仮想通貨市場の時価総額は1月の25%程度で2190億ドル(約24.7兆円)で日間取引量も同じく75%減の1100億ドル付近を推移している。
なお、ビットコインの価格は10月に入ってから75万円台を推移して今月に入ってから過去最低のボラティリティを記録している。
要因3:金融システム崩壊の中でも見られなかった価格上昇
3つ目の点として挙げられたのが仮想通貨が既存の金融システムより優っている条件下でも価格上昇が見られなかった点だ。

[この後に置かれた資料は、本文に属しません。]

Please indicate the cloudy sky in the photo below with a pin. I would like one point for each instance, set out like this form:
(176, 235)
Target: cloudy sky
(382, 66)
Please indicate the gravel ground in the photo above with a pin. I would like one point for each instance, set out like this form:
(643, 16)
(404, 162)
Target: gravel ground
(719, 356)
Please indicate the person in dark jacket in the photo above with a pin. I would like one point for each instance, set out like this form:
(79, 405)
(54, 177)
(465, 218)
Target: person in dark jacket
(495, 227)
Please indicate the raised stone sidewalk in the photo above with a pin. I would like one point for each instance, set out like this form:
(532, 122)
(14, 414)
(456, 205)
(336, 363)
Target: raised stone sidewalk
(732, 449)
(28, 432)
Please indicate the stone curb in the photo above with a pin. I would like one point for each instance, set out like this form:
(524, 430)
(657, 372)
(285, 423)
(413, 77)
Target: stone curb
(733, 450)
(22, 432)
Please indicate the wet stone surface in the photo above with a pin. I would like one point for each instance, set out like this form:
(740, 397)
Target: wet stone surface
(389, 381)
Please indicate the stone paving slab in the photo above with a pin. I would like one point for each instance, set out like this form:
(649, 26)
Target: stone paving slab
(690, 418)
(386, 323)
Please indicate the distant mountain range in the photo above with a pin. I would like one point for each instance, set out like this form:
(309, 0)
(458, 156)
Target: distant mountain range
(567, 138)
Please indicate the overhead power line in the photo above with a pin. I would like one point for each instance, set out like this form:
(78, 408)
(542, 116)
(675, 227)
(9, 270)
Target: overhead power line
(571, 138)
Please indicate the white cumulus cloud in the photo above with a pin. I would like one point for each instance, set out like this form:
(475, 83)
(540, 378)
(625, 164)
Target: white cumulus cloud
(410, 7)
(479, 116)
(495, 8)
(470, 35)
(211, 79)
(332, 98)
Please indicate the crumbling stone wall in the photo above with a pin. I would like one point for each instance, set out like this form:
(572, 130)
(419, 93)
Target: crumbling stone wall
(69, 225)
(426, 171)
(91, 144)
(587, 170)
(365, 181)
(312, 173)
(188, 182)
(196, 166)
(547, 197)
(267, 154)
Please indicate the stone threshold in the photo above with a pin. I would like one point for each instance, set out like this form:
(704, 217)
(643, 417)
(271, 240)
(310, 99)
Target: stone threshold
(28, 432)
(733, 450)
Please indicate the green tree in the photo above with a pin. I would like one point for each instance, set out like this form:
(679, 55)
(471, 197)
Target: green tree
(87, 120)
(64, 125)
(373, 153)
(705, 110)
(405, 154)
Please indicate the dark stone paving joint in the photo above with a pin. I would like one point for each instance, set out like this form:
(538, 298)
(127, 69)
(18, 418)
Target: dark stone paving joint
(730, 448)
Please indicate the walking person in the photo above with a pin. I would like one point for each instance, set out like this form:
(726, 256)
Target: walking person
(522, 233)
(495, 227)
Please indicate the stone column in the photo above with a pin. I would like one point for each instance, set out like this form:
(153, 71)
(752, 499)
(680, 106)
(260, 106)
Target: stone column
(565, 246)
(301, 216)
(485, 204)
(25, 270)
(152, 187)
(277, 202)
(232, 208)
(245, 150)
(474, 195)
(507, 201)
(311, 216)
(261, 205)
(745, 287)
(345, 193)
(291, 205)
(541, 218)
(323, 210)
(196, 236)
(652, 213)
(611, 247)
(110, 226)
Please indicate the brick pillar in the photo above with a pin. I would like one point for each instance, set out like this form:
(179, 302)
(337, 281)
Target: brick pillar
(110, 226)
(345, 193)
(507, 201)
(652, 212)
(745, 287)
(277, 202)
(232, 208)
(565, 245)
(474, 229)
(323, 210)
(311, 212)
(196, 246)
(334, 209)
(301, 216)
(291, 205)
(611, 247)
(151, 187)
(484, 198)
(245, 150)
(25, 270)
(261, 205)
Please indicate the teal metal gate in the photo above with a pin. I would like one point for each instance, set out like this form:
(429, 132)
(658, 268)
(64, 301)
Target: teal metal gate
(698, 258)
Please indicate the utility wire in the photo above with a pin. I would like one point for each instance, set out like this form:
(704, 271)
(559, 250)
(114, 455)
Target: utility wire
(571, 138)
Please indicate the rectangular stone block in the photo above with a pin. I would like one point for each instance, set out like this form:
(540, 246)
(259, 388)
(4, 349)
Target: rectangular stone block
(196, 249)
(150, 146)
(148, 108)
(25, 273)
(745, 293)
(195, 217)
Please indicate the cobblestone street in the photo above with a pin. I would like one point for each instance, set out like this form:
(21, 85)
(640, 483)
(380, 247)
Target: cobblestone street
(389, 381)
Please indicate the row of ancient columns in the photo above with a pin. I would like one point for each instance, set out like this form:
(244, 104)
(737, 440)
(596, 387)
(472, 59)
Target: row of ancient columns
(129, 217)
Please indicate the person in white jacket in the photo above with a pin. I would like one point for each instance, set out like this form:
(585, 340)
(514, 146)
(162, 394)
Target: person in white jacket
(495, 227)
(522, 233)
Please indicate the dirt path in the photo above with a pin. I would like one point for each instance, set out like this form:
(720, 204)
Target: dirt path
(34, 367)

ビットコインは元々、従来の金融市場が2008年の金融危機で崩壊していた時に提案されたものだ。
ベネズエラやイラン、ロシアなど、法定通貨が機能していなかったり、経済制裁が下されている国など、金融システムが市場の期待に応えられない時に仮想通貨が行きつけとなる傾向があった。

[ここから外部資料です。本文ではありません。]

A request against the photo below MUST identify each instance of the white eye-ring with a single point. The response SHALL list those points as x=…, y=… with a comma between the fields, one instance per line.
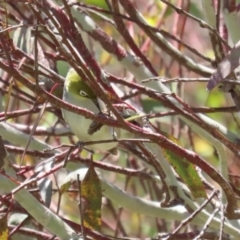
x=83, y=94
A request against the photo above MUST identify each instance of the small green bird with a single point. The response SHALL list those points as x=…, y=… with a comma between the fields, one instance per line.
x=78, y=93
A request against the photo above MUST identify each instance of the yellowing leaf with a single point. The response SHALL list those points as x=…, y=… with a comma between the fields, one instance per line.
x=91, y=193
x=3, y=228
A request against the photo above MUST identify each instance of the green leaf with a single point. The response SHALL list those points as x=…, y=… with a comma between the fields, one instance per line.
x=91, y=193
x=185, y=170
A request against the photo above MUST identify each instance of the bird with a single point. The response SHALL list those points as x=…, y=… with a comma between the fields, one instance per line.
x=77, y=92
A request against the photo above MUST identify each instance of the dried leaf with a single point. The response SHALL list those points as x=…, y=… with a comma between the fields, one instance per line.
x=228, y=64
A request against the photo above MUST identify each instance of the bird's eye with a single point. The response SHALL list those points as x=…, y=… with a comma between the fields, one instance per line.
x=83, y=94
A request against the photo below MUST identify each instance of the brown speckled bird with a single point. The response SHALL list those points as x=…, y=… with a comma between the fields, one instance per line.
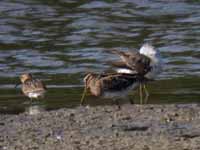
x=146, y=62
x=116, y=85
x=33, y=88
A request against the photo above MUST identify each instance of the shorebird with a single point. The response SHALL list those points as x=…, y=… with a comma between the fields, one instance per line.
x=33, y=88
x=146, y=62
x=116, y=85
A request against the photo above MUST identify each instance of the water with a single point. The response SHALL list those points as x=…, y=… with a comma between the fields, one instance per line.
x=59, y=41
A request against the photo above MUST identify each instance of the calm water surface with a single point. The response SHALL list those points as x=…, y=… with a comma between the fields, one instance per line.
x=59, y=41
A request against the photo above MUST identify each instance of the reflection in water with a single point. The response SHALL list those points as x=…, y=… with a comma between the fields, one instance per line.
x=59, y=41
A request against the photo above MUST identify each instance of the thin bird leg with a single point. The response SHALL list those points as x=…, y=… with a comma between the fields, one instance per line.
x=141, y=96
x=83, y=95
x=131, y=100
x=117, y=103
x=146, y=93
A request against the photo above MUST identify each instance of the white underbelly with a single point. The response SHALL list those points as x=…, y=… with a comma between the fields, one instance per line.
x=35, y=94
x=124, y=70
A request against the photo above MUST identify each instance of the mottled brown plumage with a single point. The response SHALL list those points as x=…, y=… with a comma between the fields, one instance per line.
x=136, y=62
x=116, y=85
x=33, y=88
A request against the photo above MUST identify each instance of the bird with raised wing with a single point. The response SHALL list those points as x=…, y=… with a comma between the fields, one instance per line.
x=115, y=85
x=146, y=62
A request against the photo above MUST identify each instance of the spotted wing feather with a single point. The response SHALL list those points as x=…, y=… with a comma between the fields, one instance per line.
x=31, y=86
x=134, y=61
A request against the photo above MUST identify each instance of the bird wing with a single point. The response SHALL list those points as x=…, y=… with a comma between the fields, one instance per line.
x=117, y=82
x=33, y=86
x=133, y=60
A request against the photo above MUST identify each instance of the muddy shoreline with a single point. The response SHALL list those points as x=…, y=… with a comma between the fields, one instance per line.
x=147, y=127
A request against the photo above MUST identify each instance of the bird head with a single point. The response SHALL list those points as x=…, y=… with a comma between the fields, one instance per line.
x=149, y=51
x=25, y=77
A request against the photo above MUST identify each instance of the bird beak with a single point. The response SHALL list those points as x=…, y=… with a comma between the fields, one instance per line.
x=17, y=84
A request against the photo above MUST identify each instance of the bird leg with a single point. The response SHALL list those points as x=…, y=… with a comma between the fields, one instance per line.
x=83, y=95
x=146, y=93
x=117, y=103
x=131, y=100
x=141, y=96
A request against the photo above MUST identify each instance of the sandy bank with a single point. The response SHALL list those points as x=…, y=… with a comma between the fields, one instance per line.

しかしアメリカと中国の貿易関係におけるトラブルや、俗に言うブレクジットに関与するトラブルなど、専門家が言う「仮想通貨の長所を活かすには最高の条件」があったにも関わらず仮想通貨市場が上昇しなかった事も懸念に繋がっている。
要因4:仮想通貨取引所への懸念
その他にも度々発生するハッキング事件から見られる仮想通貨取引所のセキュリティ面での不安も業界に対して懸念を引き起こしている。
日本の取引所では、先月被害を受けたZaifが標準的な割合より多く仮想通貨や顧客資産をホットウォレットで保有していた事が不正流出の要因の一つと言えるだろう。
これらの要因からJuniper Research社は仮想通貨が内部崩壊の危機に直面しているという厳しい評価を下した。
楽観的な姿勢保つBitwala社長
しかしそのような報道があってもブロックチェーンベースの銀行サービスを提供しているドイツに拠点を置くBitwalaの社長、Joerg Von Minckwitz氏は肯定的な姿勢を崩していない。
仮想通貨市場は規制など、様々な問題に直面して、市場の動きは落ち着いていたが、その間は我々はプロダクトを開発する貴重な時間が与えられた。
しかしその間(市場が低迷した中で)市場は成熟したのだ。
仮想通貨とビットコインには明るい将来が待っている。
と価格が全てではない事を強調した。
このような意見は開発者コミュニティーから多く見られ、仮想通貨の時価総額ランキング7位(本稿執筆時点)のライトコイン創設者であるチャーリー・リー氏も幾度となく同意見を発している。
弱気相場は技術開発に専念するには良い時だ。
先日の仮想通貨市況でも報道した様に、直近数日になると予想されるブレイクポイントがキーポイントとなりそうだ。